The closed parallelepiped is the set of points $$x = \sum_{i=1}^n \lambda_i v_i$$ where each coefficient $\lambda_i$ is a real number $0 \leq \lambda_i \leq 1$. The vertices are the points where all the $\lambda_i$ values are either $0$ or $1$.
Now consider any integer vector $x = (x_1, \ldots, x_n) \in \mathbb{Z}^n$. Since $A$ is non-singular, we can define $y \in \mathbb{R}^n$ as $y = (y_1,\ldots, y_n) = A^{-1} x$. Writing the matrix equation $A y = x$ in terms of the vectors $v_i$ gives
$$\sum_{i=1}^n y_i v_i = x$$
Replace the coefficients $y_i$ with their integer parts to define
$$ z = \sum_{i=1}^n \lfloor y_i \rfloor v_i $$ $$ x-z = \sum_{i=1}^n (y_i - \lfloor y_i\rfloor) v_i $$
Since every $\lfloor y_i \rfloor$ and all coordinates of every $v_i$ are integers, $z$ is another integer vector, and so is $x-z$. For any real $y_i$ we have $0 \leq y_i - \lfloor y_i \rfloor < 1$, so $x-z$ satisfies the description of a point in the closed parallelepiped.

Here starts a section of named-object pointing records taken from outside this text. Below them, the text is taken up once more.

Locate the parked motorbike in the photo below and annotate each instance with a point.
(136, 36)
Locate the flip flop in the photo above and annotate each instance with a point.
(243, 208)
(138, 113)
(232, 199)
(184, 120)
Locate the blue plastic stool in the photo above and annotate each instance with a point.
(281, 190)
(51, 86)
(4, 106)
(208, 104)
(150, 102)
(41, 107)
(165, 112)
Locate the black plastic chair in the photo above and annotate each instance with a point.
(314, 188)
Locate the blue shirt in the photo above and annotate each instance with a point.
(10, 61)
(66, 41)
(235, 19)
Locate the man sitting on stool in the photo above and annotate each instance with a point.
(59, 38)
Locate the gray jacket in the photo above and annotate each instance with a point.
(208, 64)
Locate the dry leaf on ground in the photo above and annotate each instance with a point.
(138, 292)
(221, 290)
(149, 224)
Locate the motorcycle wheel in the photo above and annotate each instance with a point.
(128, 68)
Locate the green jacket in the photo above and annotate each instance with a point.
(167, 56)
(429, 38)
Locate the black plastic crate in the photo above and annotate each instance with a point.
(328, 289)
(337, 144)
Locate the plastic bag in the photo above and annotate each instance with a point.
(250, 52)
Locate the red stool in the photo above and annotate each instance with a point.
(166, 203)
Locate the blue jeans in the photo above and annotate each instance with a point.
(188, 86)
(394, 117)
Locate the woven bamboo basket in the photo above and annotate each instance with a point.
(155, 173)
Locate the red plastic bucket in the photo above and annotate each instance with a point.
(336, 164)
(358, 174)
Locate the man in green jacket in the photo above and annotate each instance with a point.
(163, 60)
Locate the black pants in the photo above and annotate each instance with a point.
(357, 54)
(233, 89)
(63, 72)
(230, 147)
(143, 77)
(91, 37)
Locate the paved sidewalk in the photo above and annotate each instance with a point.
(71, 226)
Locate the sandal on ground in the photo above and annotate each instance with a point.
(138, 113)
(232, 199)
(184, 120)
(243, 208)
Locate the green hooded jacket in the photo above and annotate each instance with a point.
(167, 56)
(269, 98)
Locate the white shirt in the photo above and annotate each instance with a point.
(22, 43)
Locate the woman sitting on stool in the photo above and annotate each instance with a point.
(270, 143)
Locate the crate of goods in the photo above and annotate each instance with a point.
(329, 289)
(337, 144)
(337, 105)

But the only integer vector / lattice points in the closed parallelepiped are its vertices, so $y_i - \lfloor y_i \rfloor \in \{0,1\}$. The only remaining possibility is that every $y_i = \lfloor y_i \rfloor$, so $y = A^{-1} x$ is also an integer vector.
So $A^{-1} x$ has integer coordinates whenever $x$ does. Then in particular this is true for the basis vectors $x = (0,\ldots,0,1,0,\ldots,0)$. This shows the column vectors of $A^{-1}$ have integer coordinates, so $A^{-1}$ has all integer entries. Finally, we know that $\det A$ and $\det A^{-1}$ are non-zero integers, and $$(\det A)(\det A^{-1}) = \det(A A^{-1}) = \det I = 1 $$ This requires $|\det A| = |\det A^{-1}| = 1$.